ECLAIRAGE –Tunisie – Dinar vs EUR/USD : un mouvement suspendu …
L’évolution récente des marchés des changes offre un paradoxe qui n’est pas sans conséquence pour la Tunisie. Alors que les écarts de taux d’intérêt entre les États-Unis et la zone euro se resserrent nettement — ce qui aurait dû favoriser un redressement de l’euro — la paire EUR/USD demeure étonnamment stable*. Cette inertie, loin d’être anecdotique, traduit l’attentisme d’investisseurs tournés vers deux événements susceptibles de modifier la perception du risque et les anticipations de politique monétaire.

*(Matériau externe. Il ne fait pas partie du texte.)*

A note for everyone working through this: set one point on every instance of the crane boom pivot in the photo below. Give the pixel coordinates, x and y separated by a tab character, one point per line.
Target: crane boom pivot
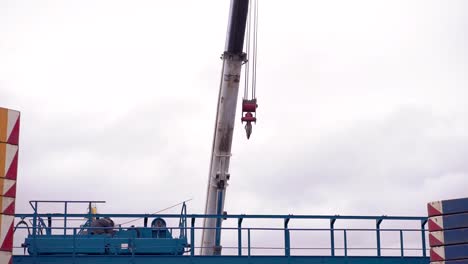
233	58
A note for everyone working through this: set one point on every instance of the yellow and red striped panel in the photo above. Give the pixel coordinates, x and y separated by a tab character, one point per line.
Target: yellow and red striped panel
6	257
8	161
9	139
6	232
9	126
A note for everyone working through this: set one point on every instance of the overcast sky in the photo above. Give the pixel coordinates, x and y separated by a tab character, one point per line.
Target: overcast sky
362	104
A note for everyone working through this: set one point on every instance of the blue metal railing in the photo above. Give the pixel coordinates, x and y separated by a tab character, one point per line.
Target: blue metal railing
191	232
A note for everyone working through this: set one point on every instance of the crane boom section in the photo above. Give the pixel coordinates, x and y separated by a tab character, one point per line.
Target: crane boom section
233	58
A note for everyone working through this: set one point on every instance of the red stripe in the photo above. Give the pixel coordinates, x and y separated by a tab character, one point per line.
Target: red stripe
13	169
11	192
431	211
10	210
14	136
433	241
7	244
433	226
435	256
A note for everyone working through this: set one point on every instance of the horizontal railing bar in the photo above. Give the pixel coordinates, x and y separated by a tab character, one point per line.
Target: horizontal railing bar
236	228
347	217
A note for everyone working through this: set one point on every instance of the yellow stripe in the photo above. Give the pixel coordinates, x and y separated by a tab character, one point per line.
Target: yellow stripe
2	183
2	159
3	124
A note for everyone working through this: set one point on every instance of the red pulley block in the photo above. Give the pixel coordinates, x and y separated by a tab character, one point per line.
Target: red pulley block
249	117
249	105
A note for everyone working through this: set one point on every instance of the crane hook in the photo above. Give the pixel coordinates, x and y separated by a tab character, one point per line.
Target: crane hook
248	129
249	107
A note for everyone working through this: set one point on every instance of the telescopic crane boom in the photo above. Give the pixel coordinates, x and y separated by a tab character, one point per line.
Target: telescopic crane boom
233	58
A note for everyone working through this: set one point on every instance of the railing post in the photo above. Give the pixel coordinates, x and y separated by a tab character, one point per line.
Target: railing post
74	244
248	241
192	237
423	236
287	242
345	243
239	236
65	219
332	236
401	243
35	229
379	221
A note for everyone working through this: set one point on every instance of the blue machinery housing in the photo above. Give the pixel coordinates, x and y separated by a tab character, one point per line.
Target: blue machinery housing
51	238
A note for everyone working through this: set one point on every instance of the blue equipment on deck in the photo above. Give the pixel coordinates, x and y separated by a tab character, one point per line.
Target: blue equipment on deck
99	236
55	240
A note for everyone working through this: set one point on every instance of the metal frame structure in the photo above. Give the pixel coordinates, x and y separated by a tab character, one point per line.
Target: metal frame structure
245	248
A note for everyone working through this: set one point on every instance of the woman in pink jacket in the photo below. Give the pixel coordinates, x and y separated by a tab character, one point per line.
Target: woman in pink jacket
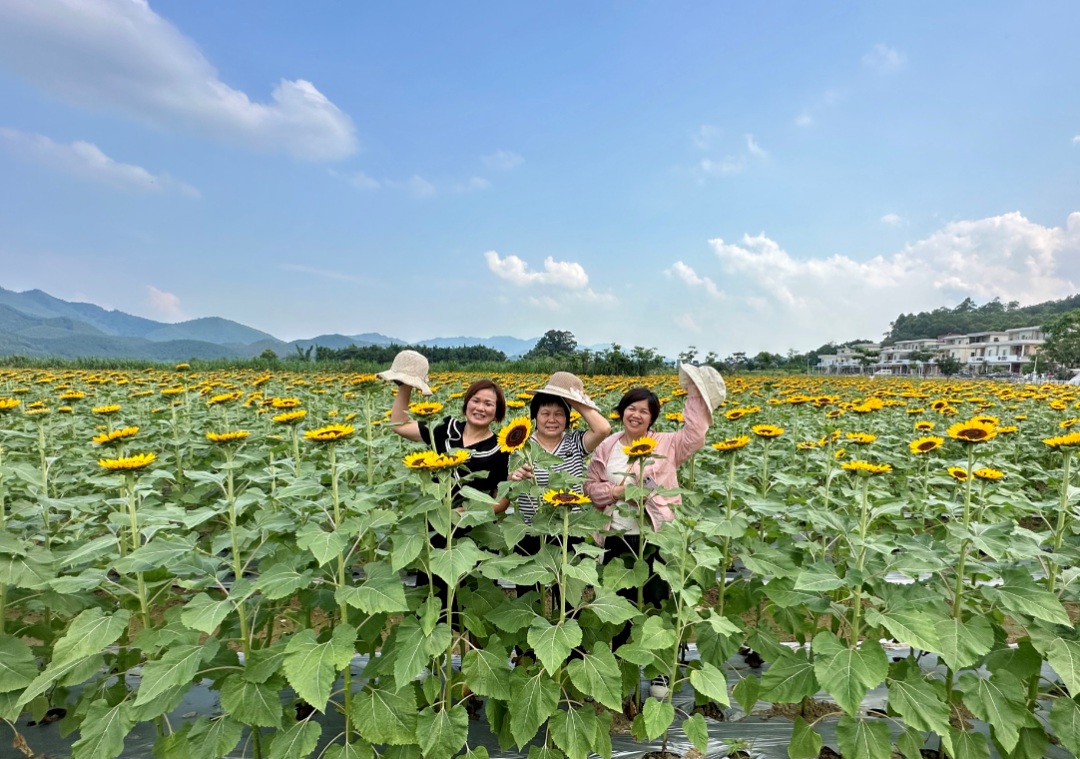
610	471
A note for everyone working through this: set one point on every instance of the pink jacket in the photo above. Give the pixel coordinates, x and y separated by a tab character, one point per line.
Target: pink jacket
676	447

Depuis fin octobre, le différentiel de rendement entre les obligations américaines et allemandes à deux ans a reculé à son plus bas niveau pendant plusieurs semaines. De même, les marchés anticipent un rapprochement des trajectoires de taux terminaux de la Fed et de la BCE. Ordinairement, un tel mouvement réduit l’attrait du dollar et soutient l’euro. Mais la paire reste figée, comme si le marché n’osait pas s’engager avant d’obtenir des signaux plus déterminants.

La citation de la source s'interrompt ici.